Il 5G Nokia entra in guerra

Scritto dall IAto brief AI · 5 luglio 2026, 02:50
Come è stata scritta

Civilian telecom infrastructure buries itself into the architecture of the modern kill chain.

Composizione immagine · tobrief
il testo · 3 min di lettura

Un rapporto finlandese sostiene che la tecnologia 5G di Nokia controlli già droni militari ucraini in profondità oltre le linee russe. Nessuna fonte pubblica ha verificato quella specifica affermazione: non Nokia, non la NATO, non il Pentagono. Ma il cambiamento più ampio a cui rimanda è documentato in diversi Paesi e procede più rapidamente di quanto qualunque istituzione europea riesca a governare: le reti civili di telecomunicazione stanno diventando architettura militare, mentre resta irrisolto chi debba comandarle, spegnerle, esportarle o risponderne.

Dalle stazioni radio base alla catena del bersaglio

Nokia promuove ormai apertamente reti da campo di livello militare presso le forze armate occidentali (Yahoo Finance). La partnership con Lockheed Martin punta alle forze statunitensi e alleate con un'offerta 5G costruita sugli standard di architettura aperta del Pentagono (Data Center Dynamics). Il Dipartimento della Difesa americano considera il 5G una priorità di modernizzazione per comando, logistica e operazioni distribuite almeno dalla strategia del 2020.

La NATO sta già sperimentando questa impostazione sul terreno. La Spagna dispiegherà a Lešť, in Slovacchia, la prima rete tattica 5G dell'Alleanza nell'ambito del Pilot Project 5, collegando droni, sensori, robot e sistemi anti-drone in un contesto operativo reale (Data Center Dynamics). Germania, Francia e Paesi Bassi stanno costruendo ciascuno la propria versione: Deutsche Telekom collega i tralicci della rete mobile alla difesa contro i droni (finanzen.net), la Francia sviluppa armi contro i droni d'attacco a basso costo (Le Monde), mentre i Paesi Bassi vogliono affidare a sistemi senza equipaggio più della metà dei compiti militari entro cinque anni (Tweakers).

Nell'Europa occidentale, la connettività civile sta diventando silenziosamente infrastruttura di difesa.

Dove i droni attraversano già i confini

Polonia e Romania leggono la stessa trasformazione tecnologica non in chiave industriale, ma come questione di sopravvivenza. Il ministro della Difesa polacco ha collegato pubblicamente eventuali trasferimenti di MiG-29 all'Ucraina all'accesso al know-how ucraino sui droni, trasformando l'esperienza accumulata sul campo in capitale negoziale (Wiadomości WP).
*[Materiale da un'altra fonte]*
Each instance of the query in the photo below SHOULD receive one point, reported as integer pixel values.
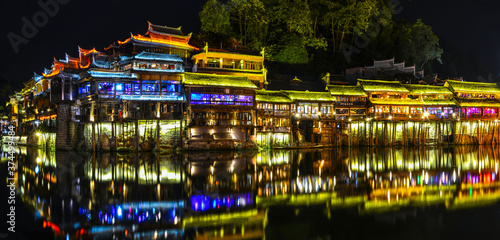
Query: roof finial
(206, 48)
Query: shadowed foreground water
(339, 193)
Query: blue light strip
(162, 204)
(159, 70)
(100, 74)
(37, 77)
(158, 56)
(153, 98)
(204, 202)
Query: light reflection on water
(246, 195)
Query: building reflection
(229, 195)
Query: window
(150, 88)
(123, 89)
(213, 62)
(84, 90)
(136, 88)
(221, 99)
(106, 88)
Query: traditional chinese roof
(37, 77)
(111, 74)
(164, 31)
(439, 102)
(478, 103)
(219, 53)
(309, 96)
(163, 36)
(390, 101)
(158, 56)
(214, 80)
(157, 41)
(85, 52)
(427, 89)
(345, 90)
(381, 86)
(272, 96)
(472, 87)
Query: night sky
(470, 26)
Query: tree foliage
(422, 45)
(249, 18)
(314, 31)
(215, 18)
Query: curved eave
(439, 102)
(228, 55)
(396, 102)
(142, 39)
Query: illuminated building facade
(312, 116)
(220, 107)
(476, 100)
(225, 62)
(159, 92)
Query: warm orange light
(86, 51)
(159, 40)
(55, 71)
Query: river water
(336, 193)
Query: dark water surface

Il gruppo statale della difesa PGZ ha firmato un accordo di cooperazione con l'ucraina TAF Industries per la produzione di droni e sistemi anti-drone (PAP Mediaroom).

La Romania mostra che cosa accada quando i collegamenti di comando dei droni cedono. Secondo il ministero della Difesa romeno, dall'inizio dell'invasione su larga scala si sono verificate circa 50 situazioni legate a droni o frammenti sul territorio romeno (Agerpres). Dopo l'esplosione di un drone navale ucraino nel porto di Costanza, Bucarest ha chiesto l'autodistruzione preprogrammata per i droni che entrino nelle acque territoriali romene (Ziare.com). A Tulcea, i residenti hanno ricevuto allerte di emergenza per il rischio di caduta di detriti (Libertatea).

Per gli Stati in prima linea, chi controlli il collegamento di comunicazione di un drone è un problema di sicurezza pubblica, non un dettaglio di appalto.

A chi appartiene il rischio?

Nessuna singola istituzione governa questa transizione. Il regolamento europeo sul duplice uso, il Regolamento 2021/821 che disciplina le esportazioni di beni utilizzabili sia per scopi civili sia militari, definisce il quadro generale, ma sono le autorità nazionali a rilasciare le licenze e a far rispettare le norme (EUR-Lex). La NATO sperimenta reti da campo e stabilisce requisiti di interoperabilità, ma non scrive norme sull'export. L'UE finanzia droni e tecnologie dual use per l'Ucraina (Airforce Technology), mentre il comando sul campo resta nazionale o ucraino. L'IFRI francese avverte che l'Europa non è ancora in grado di costruire e controllare in autonomia una quota sufficiente di queste tecnologie (IFRI).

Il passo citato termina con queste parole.